Lion (2016) begins in 1980s India. Saroo follows his older brother Guddu to do some late night coal gathering work on the train lines. Guddu leaves him to sleep on a bench whilst he goes off to do the work. Saroo awakens and discovers that his brother has not come to collect him.
He boards a train carriage which he gets stuck on that takes him thousands of kilometres away from his village. Being so young, he does not know his surname, his mother’s name and claims to be from “Ginestlay”. It’s a town that is not on the map.
He is taken to a police station by a kind stranger. The police are unable to trace his family, so he is placed in an orphanage. Eventually he is told that an Australian family in Tasmania intends on adopting him. He travels to Australia and becomes the foster child of Sue (Nicole Kidman) and John (David Wenham)
Twenty years later Saroo (Dev Patel) moves to Melbourne to study hotel management. His Indian culture seems foreign to him. He knows nothing about it. He begins a relationship with Lucy (Rooney Mara).
However, as time goes on he becomes more and more intent on tracking his birth mother and real brother. Faint but distinct memories from his past continue to resurface. They propel him to use Google earth technology to assist him in tracking down the location of his birth place and the town that somehow doesn’t seem to exist.
Will he find the town? Will locating his birth mother and brother give him the closure that he needs?
Lion (2016) is beautifully shot. The Indian and Tasmanian locations are vibrant and enthralling. The story itself is simple but effective. It’s difficult not to get swept up in the story and feel the emotions that film permeates.
We feel for Saroo and hope that he is able to eventually locate his family and that it will be a happy ending for all. Lion (2016) manages to be engrossing due to the emotion that is channelled technically via cinematography and editing. There is a beautiful melancholy to it.
The Indian segment is especially good. The young boy that plays Saroo has a good presence. Dev Patel does a good job portraying Saroo as a young adult.

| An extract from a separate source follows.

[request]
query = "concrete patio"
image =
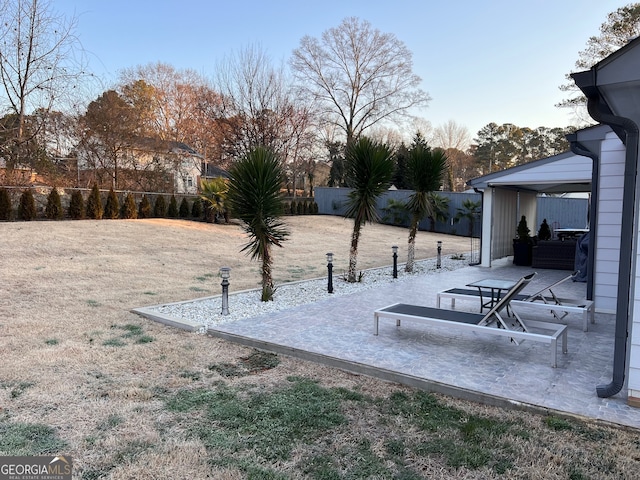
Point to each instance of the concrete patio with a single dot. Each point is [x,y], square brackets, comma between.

I enjoyed his performance in Slumdog Millionare and The First Exotic Marigold Hotel and I wondered whether he would follow it up with something worthy. His performance aids in the film’s engrossing quality
However the major stand out in the film is Nicole Kidman! The film belongs to her. She holds the film together and elevates to a position that would not have been possible otherwise. Her performance is beautifully heartbreaking yet emotionally raw.
Kidman is a magnificent actress and completely embodies her characters. She seeps into the skin and soul of Sue Brierley. Hence, she seeps into the skin and soul of the audience.
Lion (2016) is yet another impressive role for Kidman to add to her list of impressive, varied, and challenging roles. It joins To Die For, Portrait of a Lady, Eyes Wide Shut, The Others, The Hours, Dogville, Birth, The Paperboy, Stoker, Rabbit Hole and and The Railway Man.
The only sour note comes from Rooney Mara and her character. Both Mara and her character are uninteresting and forgettable. A stronger actress and some extra attention to the creation and development of the character would have been idea.
However, this does not ruin the experience. Lion (2016) is worthwhile film. It will do well during award season and I am struggling to decide whether Kidman or Viola Davis (Fences) should get the Oscar for best supporting actress.